En particulier, Klim Zhukov est basé sur le fait que lors d'expéditions archéologiques dans la région du lac Peipsi, aucune sépulture "confirmante" n'a été trouvée. Le chercheur associe le manque de preuves non pas à la nature mythique de la bataille, mais au pillage: au XIIIe siècle, le fer était très prisé, et il est peu probable que les armes et armures des soldats morts puissent rester en sécurité à ce jour.

Le mythe de la signification géopolitique de la bataille

De l'avis de beaucoup, la bataille de la glace « est seule » et est presque la seule bataille « rempli d'action » de son époque. Et c'est vraiment devenu l'une des batailles importantes du Moyen Âge, qui a "suspendu" le conflit entre la Russie et l'Ordre de Livonie pendant près de 10 ans.

Néanmoins, le XIIIe siècle est riche d'autres événements.

Du point de vue d'un affrontement avec les croisés, ils incluent la bataille avec les Suédois sur la Neva en 1240, et la bataille déjà mentionnée de Rakovor, au cours de laquelle l'armée unie de sept principautés de la Russie du Nord s'opposa à la maîtrise de la terre de Livonie et danoise. Islande.

Le chroniqueur de Novgorod n'a pas exagéré en décrivant la bataille de Rakovorsk en 1268, au cours de laquelle les forces combinées de plusieurs terres russes, elles-mêmes subissant de lourdes pertes, ont infligé une défaite écrasante aux Allemands et aux Danois: « la bataille fut terrible, comme si aucun des pères ni les grands-pères n'avaient vu"

- Igor Danilevsky, "La bataille des glaces: changement d'image"

Aussi, le XIIIe siècle est l'époque de l'invasion de la Horde.

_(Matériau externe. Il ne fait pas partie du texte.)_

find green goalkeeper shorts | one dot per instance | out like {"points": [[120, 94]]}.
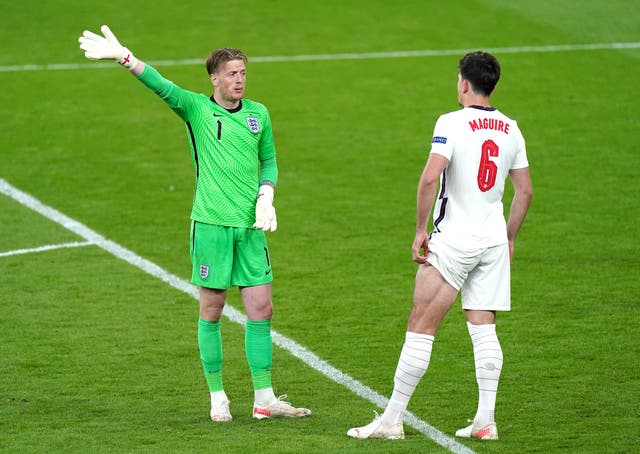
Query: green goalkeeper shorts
{"points": [[228, 256]]}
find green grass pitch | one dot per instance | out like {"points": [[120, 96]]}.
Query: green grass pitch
{"points": [[98, 356]]}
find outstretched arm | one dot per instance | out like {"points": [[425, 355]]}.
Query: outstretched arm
{"points": [[108, 47]]}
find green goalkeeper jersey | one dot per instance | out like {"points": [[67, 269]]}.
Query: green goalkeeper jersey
{"points": [[232, 151]]}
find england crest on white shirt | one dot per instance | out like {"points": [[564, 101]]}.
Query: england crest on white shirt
{"points": [[254, 125]]}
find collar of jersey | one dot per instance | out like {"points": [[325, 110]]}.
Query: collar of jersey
{"points": [[234, 110]]}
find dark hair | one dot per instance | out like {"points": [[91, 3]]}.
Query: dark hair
{"points": [[482, 70], [219, 57]]}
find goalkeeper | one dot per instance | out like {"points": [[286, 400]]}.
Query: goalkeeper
{"points": [[234, 157]]}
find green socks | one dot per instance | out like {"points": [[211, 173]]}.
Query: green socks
{"points": [[259, 348], [210, 343]]}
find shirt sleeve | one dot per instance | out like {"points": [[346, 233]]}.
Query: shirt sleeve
{"points": [[169, 92], [442, 140], [520, 160]]}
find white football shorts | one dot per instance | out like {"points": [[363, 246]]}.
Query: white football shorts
{"points": [[483, 276]]}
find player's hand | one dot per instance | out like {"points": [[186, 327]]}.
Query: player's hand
{"points": [[265, 212], [106, 47], [420, 247]]}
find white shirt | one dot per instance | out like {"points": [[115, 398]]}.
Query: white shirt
{"points": [[482, 145]]}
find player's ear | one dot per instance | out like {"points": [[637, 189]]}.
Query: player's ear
{"points": [[466, 86]]}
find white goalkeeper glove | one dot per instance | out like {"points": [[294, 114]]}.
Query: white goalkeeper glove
{"points": [[97, 47], [265, 212]]}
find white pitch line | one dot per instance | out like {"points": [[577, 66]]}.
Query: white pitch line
{"points": [[343, 56], [44, 248], [231, 313]]}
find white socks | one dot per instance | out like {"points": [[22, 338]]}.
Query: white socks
{"points": [[488, 359], [413, 363], [217, 397], [264, 397]]}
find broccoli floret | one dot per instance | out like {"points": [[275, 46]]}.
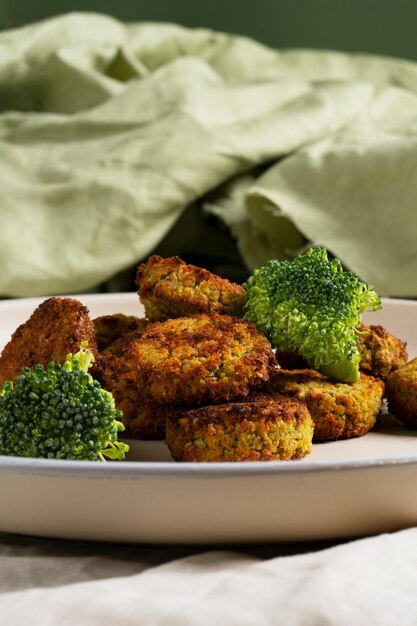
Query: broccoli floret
{"points": [[60, 412], [310, 305]]}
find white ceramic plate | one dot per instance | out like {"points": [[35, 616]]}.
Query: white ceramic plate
{"points": [[343, 489]]}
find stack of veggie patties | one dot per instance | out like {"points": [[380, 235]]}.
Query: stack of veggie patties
{"points": [[194, 373]]}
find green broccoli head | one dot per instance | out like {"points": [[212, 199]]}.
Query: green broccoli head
{"points": [[310, 305], [60, 412]]}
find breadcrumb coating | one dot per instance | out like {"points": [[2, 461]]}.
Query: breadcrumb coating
{"points": [[401, 391], [339, 410], [56, 328], [381, 352], [169, 287], [117, 327], [261, 428], [201, 359]]}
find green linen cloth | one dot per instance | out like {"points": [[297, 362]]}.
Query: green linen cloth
{"points": [[109, 131]]}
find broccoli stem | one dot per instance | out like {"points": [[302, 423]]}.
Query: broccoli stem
{"points": [[343, 371]]}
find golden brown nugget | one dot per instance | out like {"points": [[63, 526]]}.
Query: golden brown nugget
{"points": [[169, 287], [116, 328], [142, 419], [401, 391], [201, 359], [381, 352], [339, 410], [56, 328], [261, 428]]}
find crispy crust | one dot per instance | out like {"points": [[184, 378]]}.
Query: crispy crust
{"points": [[401, 390], [381, 352], [118, 327], [339, 410], [261, 428], [56, 328], [201, 359], [169, 287], [142, 419]]}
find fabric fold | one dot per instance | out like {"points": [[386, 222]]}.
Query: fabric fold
{"points": [[110, 131]]}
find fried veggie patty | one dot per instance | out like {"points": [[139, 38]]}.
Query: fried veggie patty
{"points": [[401, 392], [380, 351], [339, 410], [201, 359], [169, 287], [56, 328], [261, 428]]}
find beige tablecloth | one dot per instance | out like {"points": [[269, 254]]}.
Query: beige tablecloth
{"points": [[361, 582]]}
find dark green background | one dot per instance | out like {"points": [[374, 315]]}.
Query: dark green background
{"points": [[386, 27]]}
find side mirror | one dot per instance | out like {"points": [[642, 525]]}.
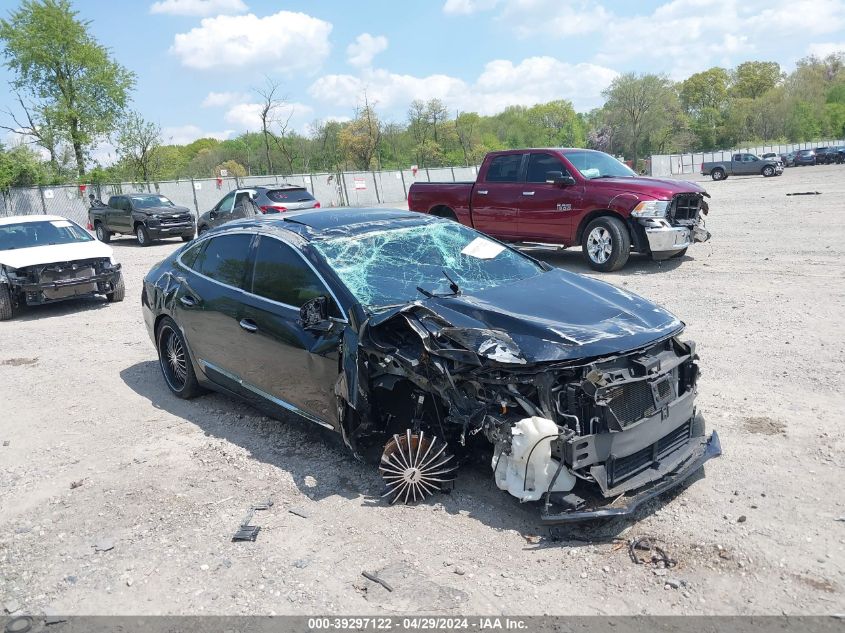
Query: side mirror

Malgré le fait que les batailles clés de cette époque (la bataille de Kalka et la capture de Riazan) n'ont pas affecté directement le nord-ouest, elles ont considérablement influencé la structure politique future de la Russie médiévale et de toutes ses composantes.

De plus, si l'on compare l'ampleur des menaces teutoniques et de la Horde, alors la différence se calcule en dizaines de milliers de soldats. Ainsi, le nombre maximum de croisés ayant jamais participé à des campagnes contre la Russie dépassait rarement 1 000 personnes, tandis que le nombre maximum estimé de participants à la campagne russe de la Horde atteignait 40 000 (version de l'historien Klim Zhukov).